The Czech Philharmonic loves to tour, especially with their Chief Conductor Semyon Bychkov. After stop-offs in Brussels and Hamburg, Thursday’s concert in Dortmund’s Konzerthaus coincided with the final chapter of Sol Gabetta’s Dortmund residency where she has led masterclasses for talented local cellists, and shared a spotlight on the work of French cellist Lise Cristiani, one of the first female professional cellists.

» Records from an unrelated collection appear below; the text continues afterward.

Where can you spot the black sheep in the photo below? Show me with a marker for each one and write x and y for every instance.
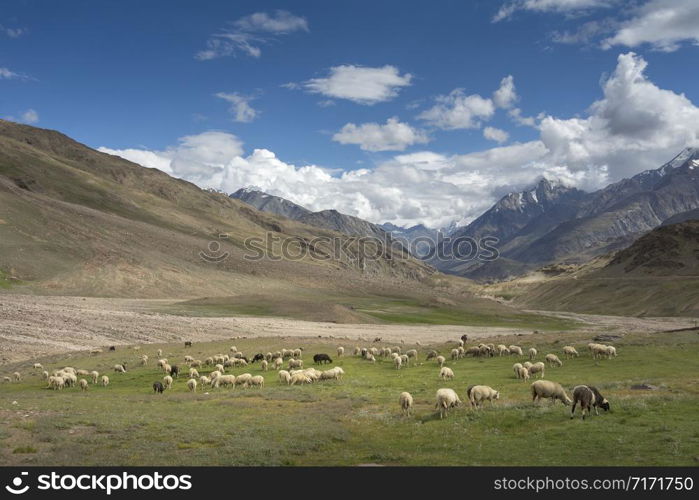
(321, 358)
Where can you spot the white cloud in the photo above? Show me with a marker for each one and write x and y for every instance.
(664, 24)
(360, 84)
(561, 6)
(247, 34)
(635, 125)
(240, 106)
(6, 74)
(506, 95)
(495, 134)
(392, 136)
(458, 111)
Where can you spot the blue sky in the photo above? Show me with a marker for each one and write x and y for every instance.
(136, 77)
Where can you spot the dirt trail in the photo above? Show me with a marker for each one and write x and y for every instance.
(32, 326)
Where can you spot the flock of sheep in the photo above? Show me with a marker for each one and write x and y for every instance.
(294, 373)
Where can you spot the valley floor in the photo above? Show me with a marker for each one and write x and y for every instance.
(32, 326)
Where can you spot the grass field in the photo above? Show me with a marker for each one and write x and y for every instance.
(357, 420)
(369, 309)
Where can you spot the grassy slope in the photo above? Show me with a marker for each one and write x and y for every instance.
(357, 420)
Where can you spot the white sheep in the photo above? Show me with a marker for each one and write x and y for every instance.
(547, 389)
(479, 393)
(537, 368)
(553, 360)
(284, 377)
(446, 373)
(406, 402)
(570, 351)
(446, 399)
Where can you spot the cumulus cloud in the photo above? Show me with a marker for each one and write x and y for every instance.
(664, 24)
(506, 95)
(635, 125)
(561, 6)
(495, 134)
(363, 85)
(392, 136)
(247, 34)
(240, 107)
(458, 111)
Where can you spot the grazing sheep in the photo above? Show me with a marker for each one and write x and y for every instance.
(446, 373)
(224, 380)
(479, 393)
(537, 368)
(446, 399)
(547, 389)
(243, 379)
(406, 402)
(582, 394)
(553, 360)
(284, 377)
(570, 352)
(321, 358)
(515, 349)
(600, 401)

Tonight though, was all about Elgar’s Cello Concerto in E minor and, as she languished over the cello’s opening phrase, Gabetta seemed to summon parallels between today’s world and the grim realism of postwar Europe when the work was conceived. The mood, a complete transformation from the fresh, bright optimism of the evening’s opening number, Dvořák’s Carnival Overture, which flitted between gravely thunder and skittish playfulness. Instead, Gabetta placed profound sorrow and achingly-long phrases firmly alongside tenderness and abject despair; all sensitively matched by commanding orchestral tuttis. Rarely do you hear such expression and intensity in the solo cello’s pizzicatos. The third movement intensified the sorrow as Gabetta teased the ends of phrases, unafraid to push towards a point of no return. Her playing was, at times, so quiet that she swept all aboard her emotional rollercoaster.
Flickers of hope in the Finale faced a snarling orchestral response. As the opening theme returned, this time with overt slides between notes, lines became blurred; definition between light and shade appeared just a little greyer. All the while, her exquisite ability to reduce tension at the flick of a switch, left the cello almost naked in front of a packed hall, an overwhelming display of musical expression. It was her encore though, the Langsam from Schumann’s Five Pieces in a Folk Style arranged for solo cello and cello octet, and her exquisite duet with the principal cellist which truly left its mark.
If the first half was all about the strings, then attention swiftly shifted to the woodwind and brass for Stravinsky’s Rite of Spring as virtuosic solos burst forth. The bassoon’s first note, a journey in itself, put the very notion of pitch on trial before warbling bass clarinets and twittering piccolos evoked a complete riot of colour. A spring like no other. Bychkov made it all look so easy. His steady march left room for a harsher reality ahead while simultaneously projecting an attractive humanity amidst Stravinsky’s pagan ritual. Calm and collected, his measured gestures and gentle sway belied little of the carnage before him. Beautiful pacing, a huge dynamic range and dramatic silences abounded.
Lyrical violas pleaded for their life in storytelling so vivid, all we needed were ballet dancers on stage. But as snarling brass, thundering percussion and rasping Wagner tubas echoed, the inferno showed little signs of mercy.
In contrast to the work’s 1913 Paris premiere where audience emotions reached fever pitch, tonight’s attentive German audience showed emotional restraint. Few dared to breach this Czech wall of fury, full of hypnotic, carnal drum rhythms and sneering brass. With bells aloft, the horns unleashed their wroth, the very organ pipes above seemed to vibrate.